The document describes in vitro testing to demonstrate that the reformulated Permadyne meets the requirements of the FDA-recognized standard ISO 4823. Additionally, a comparison was made to the predicate device (Permadyne K800031) for various physical and mechanical properties.

  1. Sample size used for the test set and the data provenance: Not specified in the document. The tests are in-vitro, meaning they are laboratory tests, not clinical data from patients. The manufacturer is 3M Deutschland GmbH, located in Germany, suggesting data provenance from Europe. The study is an in-vitro performance test, making it a "prospective" test in the sense that the new device was created and then tested.
  2. Number of experts used to establish the ground truth for the test set and the qualifications of those experts: Not applicable. For material science tests against an ISO standard, the "ground truth" is established by the standard's methodology and acceptance criteria, not by expert consensus on individual cases. Biocompatibility was assessed by a "board-certified toxicologist."
  3. Adjudication method for the test set: Not applicable for material performance tests against a standard.
  4. If a multi reader multi case (MRMC) comparative effectiveness study was done, If so, what was the effect size of how much human readers improve with AI vs without AI assistance: Not applicable. This device is an impression material, not an AI/ML-driven diagnostic or assistive device.
  5. If a standalone (i.e. algorithm only without human-in-the-loop performance) was done: Not applicable. This is not an algorithm.
  6. The type of ground truth used: The ground truth for performance avaluation of the impression material is defined by the ISO 4823:2015 standard, which specifies acceptable physical and mechanical properties for elastomeric impression materials. For biocompatibility, the ground truth is established by recognized international standards (ISO 10993 series, ISO 7405) and assessment by a board-certified toxicologist.
  7. The sample size for the training set: Not applicable. This is not an AI/ML device requiring a training set.
  8. How the ground truth for the training set was established: Not applicable.

§ 872.3660 Impression material.

(a)
Identification.
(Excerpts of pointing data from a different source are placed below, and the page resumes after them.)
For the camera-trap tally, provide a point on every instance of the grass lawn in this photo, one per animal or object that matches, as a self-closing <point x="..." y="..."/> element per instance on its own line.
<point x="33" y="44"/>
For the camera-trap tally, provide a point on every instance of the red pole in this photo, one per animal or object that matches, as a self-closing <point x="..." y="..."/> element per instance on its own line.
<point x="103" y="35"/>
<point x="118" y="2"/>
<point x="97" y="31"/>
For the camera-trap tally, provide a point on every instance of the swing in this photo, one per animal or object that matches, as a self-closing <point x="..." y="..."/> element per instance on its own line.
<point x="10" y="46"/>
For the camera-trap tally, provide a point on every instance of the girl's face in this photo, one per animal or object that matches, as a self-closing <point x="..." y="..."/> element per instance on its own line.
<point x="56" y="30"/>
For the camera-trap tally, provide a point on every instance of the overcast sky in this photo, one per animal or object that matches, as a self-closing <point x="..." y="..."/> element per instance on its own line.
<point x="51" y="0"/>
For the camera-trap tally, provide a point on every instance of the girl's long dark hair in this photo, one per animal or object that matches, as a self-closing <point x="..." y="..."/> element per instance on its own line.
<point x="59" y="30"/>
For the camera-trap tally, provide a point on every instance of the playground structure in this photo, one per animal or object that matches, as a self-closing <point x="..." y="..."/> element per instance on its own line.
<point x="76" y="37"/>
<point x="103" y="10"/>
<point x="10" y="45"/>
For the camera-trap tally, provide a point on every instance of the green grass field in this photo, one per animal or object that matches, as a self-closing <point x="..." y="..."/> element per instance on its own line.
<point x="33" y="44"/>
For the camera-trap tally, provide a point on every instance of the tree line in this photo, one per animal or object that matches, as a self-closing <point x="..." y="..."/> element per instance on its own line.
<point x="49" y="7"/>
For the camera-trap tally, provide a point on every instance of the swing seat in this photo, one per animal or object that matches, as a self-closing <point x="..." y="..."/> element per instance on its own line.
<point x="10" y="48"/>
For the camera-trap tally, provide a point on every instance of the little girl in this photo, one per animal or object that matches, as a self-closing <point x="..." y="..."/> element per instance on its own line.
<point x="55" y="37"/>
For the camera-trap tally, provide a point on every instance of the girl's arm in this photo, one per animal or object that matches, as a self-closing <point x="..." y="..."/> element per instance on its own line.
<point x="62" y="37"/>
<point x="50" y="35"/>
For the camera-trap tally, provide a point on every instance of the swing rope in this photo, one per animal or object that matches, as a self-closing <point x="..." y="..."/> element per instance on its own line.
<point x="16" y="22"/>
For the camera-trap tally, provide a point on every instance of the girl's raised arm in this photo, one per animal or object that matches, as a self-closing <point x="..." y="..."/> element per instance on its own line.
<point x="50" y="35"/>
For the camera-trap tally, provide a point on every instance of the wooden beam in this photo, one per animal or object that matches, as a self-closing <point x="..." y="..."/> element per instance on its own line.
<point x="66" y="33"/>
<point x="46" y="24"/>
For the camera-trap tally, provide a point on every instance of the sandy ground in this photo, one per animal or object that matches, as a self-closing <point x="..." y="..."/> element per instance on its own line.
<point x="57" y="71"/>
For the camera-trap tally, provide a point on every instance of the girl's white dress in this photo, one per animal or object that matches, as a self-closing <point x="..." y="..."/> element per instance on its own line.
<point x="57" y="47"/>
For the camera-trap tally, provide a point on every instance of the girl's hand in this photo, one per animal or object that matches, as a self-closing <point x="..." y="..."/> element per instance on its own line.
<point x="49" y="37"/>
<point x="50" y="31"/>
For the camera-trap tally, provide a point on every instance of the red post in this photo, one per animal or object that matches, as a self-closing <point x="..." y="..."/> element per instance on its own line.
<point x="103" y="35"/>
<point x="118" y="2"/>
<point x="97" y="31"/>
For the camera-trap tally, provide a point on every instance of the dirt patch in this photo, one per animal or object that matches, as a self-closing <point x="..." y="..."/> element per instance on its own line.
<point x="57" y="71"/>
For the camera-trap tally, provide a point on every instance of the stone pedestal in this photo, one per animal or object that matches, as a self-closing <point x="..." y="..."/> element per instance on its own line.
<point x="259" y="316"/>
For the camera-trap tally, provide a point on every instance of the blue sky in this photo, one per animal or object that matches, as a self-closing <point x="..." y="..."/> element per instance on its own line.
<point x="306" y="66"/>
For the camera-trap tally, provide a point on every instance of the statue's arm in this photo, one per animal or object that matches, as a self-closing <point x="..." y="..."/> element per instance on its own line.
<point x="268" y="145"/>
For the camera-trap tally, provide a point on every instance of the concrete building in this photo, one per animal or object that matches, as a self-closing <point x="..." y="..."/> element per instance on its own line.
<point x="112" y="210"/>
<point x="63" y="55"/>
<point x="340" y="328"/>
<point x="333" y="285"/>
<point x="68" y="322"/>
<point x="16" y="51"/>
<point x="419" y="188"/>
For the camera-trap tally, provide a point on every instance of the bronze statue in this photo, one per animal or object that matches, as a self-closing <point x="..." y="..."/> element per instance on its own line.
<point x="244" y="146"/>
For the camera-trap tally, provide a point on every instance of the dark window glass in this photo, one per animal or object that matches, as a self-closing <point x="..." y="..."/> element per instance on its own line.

Impression material is a device composed of materials such as alginate or polysulfide intended to be placed on a preformed impression tray and used to reproduce the structure of a patient's teeth and gums. The device is intended to provide models for study and for production of restorative prosthetic devices, such as gold inlays and dentures.(b)
Classification. Class II (Special Controls).